Earnings per share were -41¢, 4¢behind The Street, where analysts were looking for sales of $2.4 million.
“The outlook for Ocular continues to brighten. As our development programs continue to perform in the clinic, changes in the regulatory and competitive landscapes give us even more confidence in our future. Successes in our clinical programs have us tracking toward target product profiles that could set the standard of care in disease areas like wet AMD, glaucoma, dry eye, and post-operative pain and inflammation while changes in the external environment make us more confident in the regulatory pathways and potential market acceptability of our programs,” president and CEO Antony Matessich said in a news release.
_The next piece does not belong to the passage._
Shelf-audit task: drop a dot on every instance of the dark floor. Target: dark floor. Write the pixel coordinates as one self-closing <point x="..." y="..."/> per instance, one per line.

“Similarly, concern over infection risk brought on by the COVID pandemic has sparked increased interest in truly “hands-free” products like Dextenza that can replace 70 eye drops with a single physician-administered bioresorbable insert. As we see surgery centers and hospitals starting to schedule ophthalmic surgeries again, we are excited about our prospects of not only regaining but accelerating the momentum we saw through the middle of March for Dextenza.”
Ocular Therapeutics said the COVID-19 pandemic has impacted Dextenza sales trends and due to elective surgery restrictions, anticipates revenue will be significantly impacted in the second quarter.
Shares in OCUL were down 7.98% to $6.11 apiece in late-morning trading. MassDevice’s MedTech 100 Index — which includes stocks of the world’s largest medical device companies — was up 0.3%.